Pendant mon adolescence, avant de fermer les yeux pour dormir à la fin d’une journée frustrante, je mettais souvent pour moi-même un court morceau de musique sur mon lecteur de cassettes. La chanson s’intitulait « The Great Gig in the Sky », interprétée par Pink Floyd, mon groupe préféré. Pour moi, elle exprimait de manière profondément satisfaisante la lutte émotionnelle, la catharsis et l’acceptation.

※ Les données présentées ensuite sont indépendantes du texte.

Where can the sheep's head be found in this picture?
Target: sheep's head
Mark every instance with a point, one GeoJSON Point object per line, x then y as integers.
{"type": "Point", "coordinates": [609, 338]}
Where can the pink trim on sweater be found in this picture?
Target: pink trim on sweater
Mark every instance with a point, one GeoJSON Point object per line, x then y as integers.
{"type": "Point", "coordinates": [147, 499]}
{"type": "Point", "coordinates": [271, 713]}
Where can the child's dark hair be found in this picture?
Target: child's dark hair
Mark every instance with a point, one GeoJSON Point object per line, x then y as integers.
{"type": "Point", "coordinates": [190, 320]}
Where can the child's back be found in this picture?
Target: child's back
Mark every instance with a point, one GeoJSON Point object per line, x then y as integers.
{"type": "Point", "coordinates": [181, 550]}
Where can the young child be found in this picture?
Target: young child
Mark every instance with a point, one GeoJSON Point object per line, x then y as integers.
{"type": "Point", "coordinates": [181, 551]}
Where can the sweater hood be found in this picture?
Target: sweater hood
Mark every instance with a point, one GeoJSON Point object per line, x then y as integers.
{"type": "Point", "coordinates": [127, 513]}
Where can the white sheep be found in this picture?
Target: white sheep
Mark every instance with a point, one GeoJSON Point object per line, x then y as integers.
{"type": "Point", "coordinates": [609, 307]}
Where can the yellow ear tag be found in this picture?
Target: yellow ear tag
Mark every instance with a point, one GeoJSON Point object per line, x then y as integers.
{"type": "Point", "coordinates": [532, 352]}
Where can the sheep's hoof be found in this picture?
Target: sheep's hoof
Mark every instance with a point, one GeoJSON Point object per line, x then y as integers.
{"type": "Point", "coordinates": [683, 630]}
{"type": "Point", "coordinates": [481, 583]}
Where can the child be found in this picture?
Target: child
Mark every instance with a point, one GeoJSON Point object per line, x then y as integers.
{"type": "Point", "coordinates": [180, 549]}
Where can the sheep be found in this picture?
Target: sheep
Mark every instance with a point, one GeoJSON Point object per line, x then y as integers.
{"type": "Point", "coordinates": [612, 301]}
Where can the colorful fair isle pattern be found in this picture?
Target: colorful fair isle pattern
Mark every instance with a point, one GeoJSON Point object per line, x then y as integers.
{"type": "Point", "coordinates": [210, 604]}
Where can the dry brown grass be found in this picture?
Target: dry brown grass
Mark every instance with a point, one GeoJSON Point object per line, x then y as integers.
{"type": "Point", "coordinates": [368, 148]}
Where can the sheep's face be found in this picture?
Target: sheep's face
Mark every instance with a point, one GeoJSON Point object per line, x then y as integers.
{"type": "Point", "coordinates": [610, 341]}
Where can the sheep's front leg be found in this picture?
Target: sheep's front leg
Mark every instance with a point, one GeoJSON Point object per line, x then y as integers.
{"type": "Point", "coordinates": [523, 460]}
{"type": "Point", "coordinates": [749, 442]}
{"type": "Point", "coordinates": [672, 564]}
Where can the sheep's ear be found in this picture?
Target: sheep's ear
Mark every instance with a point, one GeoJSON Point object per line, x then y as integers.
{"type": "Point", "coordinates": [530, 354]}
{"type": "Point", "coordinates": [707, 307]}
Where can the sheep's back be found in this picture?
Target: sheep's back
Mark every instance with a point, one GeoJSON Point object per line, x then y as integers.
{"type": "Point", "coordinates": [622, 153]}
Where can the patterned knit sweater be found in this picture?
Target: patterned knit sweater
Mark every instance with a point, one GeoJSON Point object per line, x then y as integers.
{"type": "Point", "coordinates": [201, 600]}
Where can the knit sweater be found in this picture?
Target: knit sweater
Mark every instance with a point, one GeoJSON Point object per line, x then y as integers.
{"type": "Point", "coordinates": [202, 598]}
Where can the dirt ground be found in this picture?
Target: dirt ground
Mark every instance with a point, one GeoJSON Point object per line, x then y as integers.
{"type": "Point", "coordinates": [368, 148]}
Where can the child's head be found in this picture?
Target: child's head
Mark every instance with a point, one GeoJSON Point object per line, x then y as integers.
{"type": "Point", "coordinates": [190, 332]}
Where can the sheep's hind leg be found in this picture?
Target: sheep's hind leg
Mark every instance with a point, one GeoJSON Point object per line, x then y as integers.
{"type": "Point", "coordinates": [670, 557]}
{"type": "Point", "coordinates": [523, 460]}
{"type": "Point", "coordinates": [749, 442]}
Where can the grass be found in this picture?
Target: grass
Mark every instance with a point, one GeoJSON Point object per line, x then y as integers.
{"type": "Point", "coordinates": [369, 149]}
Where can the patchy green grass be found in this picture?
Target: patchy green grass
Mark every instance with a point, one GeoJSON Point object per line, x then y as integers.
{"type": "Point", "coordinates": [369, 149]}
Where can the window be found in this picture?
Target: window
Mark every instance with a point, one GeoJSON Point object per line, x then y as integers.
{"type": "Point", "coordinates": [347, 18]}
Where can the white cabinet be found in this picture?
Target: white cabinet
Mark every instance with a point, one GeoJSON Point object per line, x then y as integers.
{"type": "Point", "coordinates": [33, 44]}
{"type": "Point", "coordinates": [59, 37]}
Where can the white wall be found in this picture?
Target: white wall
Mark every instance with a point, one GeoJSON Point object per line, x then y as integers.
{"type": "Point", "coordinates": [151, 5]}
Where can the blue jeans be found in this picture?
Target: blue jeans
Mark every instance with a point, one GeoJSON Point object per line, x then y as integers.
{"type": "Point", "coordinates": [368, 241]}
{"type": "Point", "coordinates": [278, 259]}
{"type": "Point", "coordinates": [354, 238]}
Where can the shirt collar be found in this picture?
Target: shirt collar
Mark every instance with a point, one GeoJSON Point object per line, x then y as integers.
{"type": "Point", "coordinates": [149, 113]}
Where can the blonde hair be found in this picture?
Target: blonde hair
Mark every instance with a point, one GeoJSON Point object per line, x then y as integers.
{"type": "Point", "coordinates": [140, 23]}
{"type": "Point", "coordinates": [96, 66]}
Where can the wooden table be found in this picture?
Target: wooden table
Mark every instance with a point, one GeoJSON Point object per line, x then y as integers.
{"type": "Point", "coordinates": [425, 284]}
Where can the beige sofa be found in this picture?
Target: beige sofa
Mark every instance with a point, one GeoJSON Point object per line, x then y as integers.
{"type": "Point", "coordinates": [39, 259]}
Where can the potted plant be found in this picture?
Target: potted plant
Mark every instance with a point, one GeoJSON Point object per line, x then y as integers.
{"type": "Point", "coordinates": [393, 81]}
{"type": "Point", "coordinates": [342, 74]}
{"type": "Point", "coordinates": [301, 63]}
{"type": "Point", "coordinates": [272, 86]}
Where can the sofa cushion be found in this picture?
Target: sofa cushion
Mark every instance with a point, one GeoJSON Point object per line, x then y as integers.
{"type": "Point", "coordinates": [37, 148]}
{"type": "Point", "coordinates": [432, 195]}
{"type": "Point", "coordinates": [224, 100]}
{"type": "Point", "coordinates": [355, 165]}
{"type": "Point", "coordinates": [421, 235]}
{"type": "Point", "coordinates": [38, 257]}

Après avoir commencé à méditer, j’ai découvert un juste milieu entre l’indulgence aux émotions et leur répression, qui est devenu de plus en plus naturel. Lorsque je suis devenu moine, renoncer à la musique ne m’a pas semblé difficile. Dans une vie consacrée à l’abandon de toutes les formes de désir, y compris celles de l’excitation, de la distraction, et même de l’apaisement émotionnel, cela paraissait une étape évidente. Il m’arrivait parfois d’entendre de la musique lors de mes tournées d’aumônes ou dans un véhicule, et j’étais surpris de constater à quel point je trouvais cela fastidieux. La seule exception était le plaisir occasionnel que je ressentais lorsqu’il s’agissait d’un morceau que j’avais aimé autrefois. Cela me rappelait combien le plaisir sensuel est lié à la mémoire et à l’attente.

Le chemin de la pratique ne consiste pas à renoncer aux choses par un simple acte de volonté. Le renoncement est plutôt une réorientation de l’esprit. Nous constatons que certaines choses ne répondent plus aux questions que nous voulons poser à notre vie et peuvent, en fait, nous ralentir.